En efecto, el hombro congelado, hombro rígido, llamado también “capsulitis adhesiva”, es una enfermedad que se caracteriza por la rigidez y dolor en la articulación del hombro, y es más frecuente que afecte a personas entre los 40 y 60 años. Mi amigo tenía razón, pues, al autodiagnosticarse que se está haciendo mayor. Pero, ¿qué más da, si al final lo que cuenta es seguir moviéndose?, se plantea Bechdel. A lo largo del libro, la autora busca paralelismos con personajes históricos que compartieran como ella una relación estrecha con la naturaleza y el ejercicio físico, desde poetas románticos y monjes budistas a poetas de la generación beat, como Jack Kerouac, o la protagonista de Sonrisas y Lágrimas, Maria, la joven monja austríaca que abandona el convento para convertirse en niñera de la familia Von Trapp.

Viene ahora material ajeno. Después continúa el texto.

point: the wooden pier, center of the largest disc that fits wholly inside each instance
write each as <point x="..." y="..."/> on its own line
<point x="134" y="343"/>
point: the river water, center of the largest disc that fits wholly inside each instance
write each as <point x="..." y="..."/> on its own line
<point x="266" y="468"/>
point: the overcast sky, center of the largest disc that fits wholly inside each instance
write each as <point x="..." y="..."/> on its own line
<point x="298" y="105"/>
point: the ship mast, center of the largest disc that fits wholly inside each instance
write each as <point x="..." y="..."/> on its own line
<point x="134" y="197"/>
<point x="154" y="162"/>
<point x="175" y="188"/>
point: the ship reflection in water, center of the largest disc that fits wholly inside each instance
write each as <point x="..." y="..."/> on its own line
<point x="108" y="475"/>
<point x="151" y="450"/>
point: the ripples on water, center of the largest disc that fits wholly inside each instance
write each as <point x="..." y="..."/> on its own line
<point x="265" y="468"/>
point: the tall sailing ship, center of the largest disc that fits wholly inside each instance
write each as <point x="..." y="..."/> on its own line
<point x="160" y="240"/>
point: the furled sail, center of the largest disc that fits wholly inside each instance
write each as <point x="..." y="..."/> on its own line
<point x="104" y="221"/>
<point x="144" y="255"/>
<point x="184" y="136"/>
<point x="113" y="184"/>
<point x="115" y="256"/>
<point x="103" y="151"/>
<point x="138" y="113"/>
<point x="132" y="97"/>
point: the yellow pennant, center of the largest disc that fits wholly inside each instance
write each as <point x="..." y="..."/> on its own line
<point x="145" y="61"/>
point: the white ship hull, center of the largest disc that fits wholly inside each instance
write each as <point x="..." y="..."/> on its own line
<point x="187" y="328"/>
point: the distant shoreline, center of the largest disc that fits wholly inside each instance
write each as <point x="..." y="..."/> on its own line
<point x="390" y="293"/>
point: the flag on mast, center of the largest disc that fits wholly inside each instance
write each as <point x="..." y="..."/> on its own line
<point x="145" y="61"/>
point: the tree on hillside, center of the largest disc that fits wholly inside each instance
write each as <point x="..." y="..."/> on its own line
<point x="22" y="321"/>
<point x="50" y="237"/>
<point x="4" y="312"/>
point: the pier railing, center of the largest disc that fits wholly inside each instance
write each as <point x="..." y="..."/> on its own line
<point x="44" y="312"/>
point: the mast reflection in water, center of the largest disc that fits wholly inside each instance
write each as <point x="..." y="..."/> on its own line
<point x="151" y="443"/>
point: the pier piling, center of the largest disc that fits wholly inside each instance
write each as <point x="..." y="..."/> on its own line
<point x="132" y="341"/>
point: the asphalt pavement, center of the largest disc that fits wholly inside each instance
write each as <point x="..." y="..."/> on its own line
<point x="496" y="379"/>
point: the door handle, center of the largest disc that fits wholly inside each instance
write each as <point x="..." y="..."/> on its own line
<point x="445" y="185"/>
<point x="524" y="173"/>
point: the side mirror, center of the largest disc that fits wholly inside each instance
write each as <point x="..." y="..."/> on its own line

“El amor de Maria por la naturaleza era auténtico”, recuerda Bechdel, en un episodio en que visita el hotel de montaña que fundó la familia Von Trapp en el estado de Vermont tras huir de los nazis y exiliarse en EEUU. Resulta que la familia Von Trapp estuvo haciendo una gira musical por Estados Unidos y se enamoró del paisaje montañoso de Vermont, tan parecido a su Austria natal. “De alguna manera, había tropezado con otra de mis fantasías infantiles. La canción que Julie Andrews canta al inicio de la peli”, dice Bechdel, con los esquís puestos, encarada a las montañas de Vermont. Me ha hecho ilusión saber que Bechdel es también una admiradora de Sonrisas y Lágrimas y de pequeña se sabía las letras de las canciones de memoria.

“Una montaña es uno de los símbolos más antiguos del yo”, observa Bechdel más adelante. Acaba de pegarse una paliza haciendo esquí nórdico, y al terminar, se plantea por qué todo ese sufrimiento físico:  “en ese momento entendí con claridad que no puedes reprimir el dolor y seguir esperando a sentir placer. Y que sentir dolor... comparado con el pavor gris de evitarlo, era en realidad algo parecido al goce”, dice, buscando paralelismo entre la vida y la muerte. “De hecho”, concluye, “el goce solo es posible porque la existencia de uno --todo esto-- va a acabarse. ¡Que tediosa vida de trabajo tendríamos sin la muerte!”